What does the new system look like for the U.S. dollar? Rickards says, “Here we are, again, looking at another collapse. The problem today is we are on a global dollar standard. A paper money standard can work, but only if you maintain confidence in the money . . . and you do that by running a good economy and having a good business environment . . . we’re doing the opposite. We are printing a lot of money. We have a lousy business environment. Taxes are too high. Growth is too low. So, a lot of things are combining to undermine confidence in the dollar. Rickards goes on to say, “The last time the system collapsed in 2008, the Fed rescued it. How did they do that? Well, we know the Fed printed over $3.5 trillion in new money in the last 5 years. The Fed’s balance sheet went from $800 billion to over $4 trillion. People understand that. What’s less well known is the swap lines with Europe . . . European banks had dollar liabilities because they borrowed money in dollars. . . . Where did the European Central Bank get the dollars they needed to bail out their own banks? They got them from the Fed. They gave us euros and we gave them dollars. So, these dollar/euro swaps were in the tens of trillions of dollars. . . . In addition to that, the Fed guaranteed every money market fund in the United States . . . and they guaranteed every bank deposit in the United States. Here you have a massive $60-$100 trillion bailout, not the $4 trillion you were told. Fast forward to today. When the next collapse comes, it is going to be bigger than the last one. It’s going to be exponentially bigger. The five biggest banks that were too big to fail in 2008, today they are bigger. They own a larger percentage of the total banking assets. . . . When you double or triple the scale of the system, you don’t double or triple the risk. You increase the risk by an exponent that could be 10 times or 100 times.”

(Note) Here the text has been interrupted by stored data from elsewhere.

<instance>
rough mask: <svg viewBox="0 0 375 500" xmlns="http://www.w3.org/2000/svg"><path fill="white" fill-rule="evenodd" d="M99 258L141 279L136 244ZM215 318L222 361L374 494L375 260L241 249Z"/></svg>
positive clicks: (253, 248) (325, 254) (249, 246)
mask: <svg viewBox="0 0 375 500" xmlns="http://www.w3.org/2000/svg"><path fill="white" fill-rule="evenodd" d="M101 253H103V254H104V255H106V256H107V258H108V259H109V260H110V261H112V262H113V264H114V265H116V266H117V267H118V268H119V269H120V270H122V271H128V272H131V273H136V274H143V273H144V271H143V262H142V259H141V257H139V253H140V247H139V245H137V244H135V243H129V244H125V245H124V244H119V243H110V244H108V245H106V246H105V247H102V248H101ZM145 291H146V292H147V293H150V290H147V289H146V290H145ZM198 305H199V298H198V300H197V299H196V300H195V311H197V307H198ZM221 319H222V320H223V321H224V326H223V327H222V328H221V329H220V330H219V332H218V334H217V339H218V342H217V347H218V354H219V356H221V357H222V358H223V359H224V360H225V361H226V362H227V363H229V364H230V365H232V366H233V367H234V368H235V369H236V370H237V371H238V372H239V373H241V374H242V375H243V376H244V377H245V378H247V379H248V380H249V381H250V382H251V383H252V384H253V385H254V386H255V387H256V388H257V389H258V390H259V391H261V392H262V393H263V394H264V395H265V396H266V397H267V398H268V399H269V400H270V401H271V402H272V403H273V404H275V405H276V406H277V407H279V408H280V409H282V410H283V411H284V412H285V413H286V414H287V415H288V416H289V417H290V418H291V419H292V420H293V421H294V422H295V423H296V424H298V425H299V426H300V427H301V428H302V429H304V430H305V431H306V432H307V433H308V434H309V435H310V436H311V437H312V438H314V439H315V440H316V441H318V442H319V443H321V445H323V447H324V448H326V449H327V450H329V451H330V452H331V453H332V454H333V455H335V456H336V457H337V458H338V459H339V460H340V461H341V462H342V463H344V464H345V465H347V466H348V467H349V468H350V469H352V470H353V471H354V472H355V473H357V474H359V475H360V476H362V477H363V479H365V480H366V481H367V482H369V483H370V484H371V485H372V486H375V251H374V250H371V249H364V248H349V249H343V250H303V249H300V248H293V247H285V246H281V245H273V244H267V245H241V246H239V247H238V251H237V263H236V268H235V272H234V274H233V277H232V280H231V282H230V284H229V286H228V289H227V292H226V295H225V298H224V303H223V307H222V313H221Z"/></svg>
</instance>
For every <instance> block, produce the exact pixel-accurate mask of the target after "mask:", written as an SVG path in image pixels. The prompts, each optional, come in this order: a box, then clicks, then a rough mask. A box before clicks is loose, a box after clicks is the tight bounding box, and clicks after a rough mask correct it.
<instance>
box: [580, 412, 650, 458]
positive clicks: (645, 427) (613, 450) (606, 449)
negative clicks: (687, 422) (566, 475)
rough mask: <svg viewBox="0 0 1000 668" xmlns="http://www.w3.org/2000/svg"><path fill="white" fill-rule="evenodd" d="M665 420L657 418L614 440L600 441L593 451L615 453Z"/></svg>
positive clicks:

On the Fed engineering another 2008 type bailout, Rickards claims, “The last crisis was barely enough for the Fed to contain. They have used up all their dry powder. They can’t take the balance sheet any higher. They are already insolvent. . . . The Fed is insolvent. If you mark their assets to market, they are leveraged 80 to 1, and interest rates have been going up. So, a very small decline in the market value of their assets and it wipes out their capital. It’s a very simple math. So, we have an insolvent central bank. The next crisis is going to be bigger. You can see it coming. It is going to be too big for the Fed. They have taken their balance sheet to $4 trillion. What are they going to do, take their balance sheet to $8 trillion and leverage 200 to 1? The game is up. This has become very apparent. They are insolvent on a mark to market basis today, not like next year or the year after. They are insolvent today.”
Rickards foresees big inflation because the U.S. dollar’s buying power will shrink. Rickards predicts, “Imagine gas at $20 a gallon and bread at $10. That’s what we’re talking about.” So, if big inflation is coming, what about gold? Rickards says, “When I say the price of gold is going to $7,000 or $9,000 per ounce, which I expect it will, what I am really saying is the dollar is going to collapse 80% or 90% or more.” It did in the 1970’s. None of this is unprecedented, it all happened before.”
Rickards says, “When a collapse happens, it will happen quickly. You won’t see it coming. There won’t be time to run out and buy gold, and it probably will not even be available at that stage. You need to prepare now.”